You can have “song is the patch” things that you load up. Then, it reconfigures for the next song. You can build these generative, chaotic messes, which I like to do. It’s quite flowy in the studio — that was the other design goal of it, that it’s quicker than patching a real modular and it has more melodic and harmonic control. It gets you to wild, chaotic, living system stuff — the computer feeling like an instrument. It’s still very much a work in progress, but it’s an open source project so I’ve got other people joining in, trying to make it better. It’s going off in new directions.
For this record, almost every song started with building a patch in Benny and playing that against seeing what came out of a looper system where there’s weird time changes or dynamic processing in the chain. There was arpeggiator stuff and picking notes from scales in algorithmic fashions. It’s all stuff you can do in other ways, but Benny leads you to a particular conclusion. I don’t think I’d make the same music without having done this.
How did you work with Benny and Ableton? Are there ways they interact?
JH: Benny actually has Ableton Link support built in because Max has that. In theory, you can sync them together.
WZ: We never did that.
JH: The music is in such free time.
WZ: The only things that need to be synchronized are my delays and loopers. It is good enough just to set the BPMs. Even if it’s not perfect, for us it’s probably better. A big part of what we are doing is based on loose rhythms. We don’t need hardcore synchronicity between two computers.
JH: Most of the time, if I’m playing patterns, then it’s a loop or a delay that Wacław’s playing into. Quite often, he’s playing different keyboards or using Granulator.
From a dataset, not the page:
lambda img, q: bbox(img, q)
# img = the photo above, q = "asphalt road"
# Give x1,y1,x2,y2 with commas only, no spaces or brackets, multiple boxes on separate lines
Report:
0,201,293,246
WZ: Granulator is a big part of what I’m doing, in terms of playing keys. I love that device.
JH: What’s the looper you use?
WZ: (Expert Sleepers) Augustus Loop. That’s another device which is very useful.
And this plugin that we made together a couple years ago, called Pitch Gate. It’s something that basically allows you to gate as many notes as you want. You can build this creepy sounding horn stereo, where every step of the scale has a different effect.
Requires Ableton Live 12 Suite
What is used on the record, in terms of gear?
JH: The sound sources are clarinet through Ableton, sampled and played through Granulator. Quite a lot of it is microphones into Benny. We did one set of overdubs with percussion. And then I mixed back using preamps as processing.
WZ: The speaker system we were using around the room — sending different channels to different speakers — is a big part of this record.
JH: On my studio PC, we use Ableton as the router. It’s usually one sound source per channel. So around the room, like, guitar amps, old hifi speakers from by the bins, the studio monitors, a bass amp. Was there a practice amp? And then in the middle these Coles ribbon mics with the figure eight. You put them in a cross coincident and get a really nice stereo picture, particularly if you use them midside rather than left-right.
That means that when you spacialize the sound, you’re not thinking about fitting your mix into two speakers. You’re just making the room sound really good. That, in itself, changes the process. When I used to write music on the computer, I started writing a tune and adjusting a compressor half an hour later — no other creative activity. Your energy is gone. Making a big, loud noise in a room, you don’t get sucked into fucking around with hacks to get a sound out of two speakers. You make sense of it after.